The production was absurd in the best way. LED screens everywhere, pyrotechnics, 16 dancers, a birdcage that lifted her 20 feet above the stage, a hydraulic platform that brought her up through the floor whilst fake money rained down. Subtlety wasn't the brief. The whole thing looked expensive, which it probably was.
The Cardi B Tour Heads East After Sacramento Stop
Sacramento's up next on Wednesday at the Golden 1 Center. Then Los Angeles, Phoenix, Denver. Most West Coast dates sold out in December within hours of going on sale, the East Bay Times noted. Resale tickets are still floating around for £80 to £800 ($100 to $1,000), depending on how badly you want to be there.

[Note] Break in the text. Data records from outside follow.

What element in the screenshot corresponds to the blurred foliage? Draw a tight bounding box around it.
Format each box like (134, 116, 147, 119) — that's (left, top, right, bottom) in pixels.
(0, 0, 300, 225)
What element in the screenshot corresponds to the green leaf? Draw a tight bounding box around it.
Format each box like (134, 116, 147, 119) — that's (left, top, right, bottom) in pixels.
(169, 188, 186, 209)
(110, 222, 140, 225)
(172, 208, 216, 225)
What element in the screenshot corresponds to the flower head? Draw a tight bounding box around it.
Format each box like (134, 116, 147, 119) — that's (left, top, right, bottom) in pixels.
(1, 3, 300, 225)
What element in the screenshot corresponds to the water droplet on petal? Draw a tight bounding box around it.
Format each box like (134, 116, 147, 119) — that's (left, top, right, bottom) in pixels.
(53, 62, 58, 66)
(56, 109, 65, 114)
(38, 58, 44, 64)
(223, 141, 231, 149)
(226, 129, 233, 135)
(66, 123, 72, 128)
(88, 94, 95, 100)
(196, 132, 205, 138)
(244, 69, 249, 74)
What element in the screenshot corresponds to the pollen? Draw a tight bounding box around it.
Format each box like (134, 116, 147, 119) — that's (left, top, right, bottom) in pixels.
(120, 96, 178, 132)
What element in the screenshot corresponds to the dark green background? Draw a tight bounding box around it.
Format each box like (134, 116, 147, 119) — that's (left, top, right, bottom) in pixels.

GloRilla and Sexyy Red are opening every night. GloRilla brought out Yo Gotti in San Francisco for 'Tomorrow 2,' which was a nice touch considering he's her mentor and probably the reason she's on this tour at all.
Cardi's latest album debuted at No. 1 on the Billboard 200 last October, shifting 312,000 units in its first week. That's her second chart-topper after 2018's 'Invasion of Privacy', which won the Grammy for Best Rap Album and proved she wasn't just a one-hit wonder with 'Bodak Yellow.' Critics liked the new record well enough. Sharper production, more confident vocals. Some wondered if six years off had killed her momentum, but Monday's turnout suggests otherwise.
Her last tour ended in February 2020, weeks before COVID shut everything down. She was supposed to go back out in 2022 but cancelled twice, blaming family stuff and label negotiations. Now she's actually doing it.
Six years is a long gap. Long enough for people to move on, or for younger rappers to take your spot. Cardi seems aware of that. The whole show felt like she was reminding everyone she's still here, still relevant, still capable of packing arenas.
Based on Monday night, message received.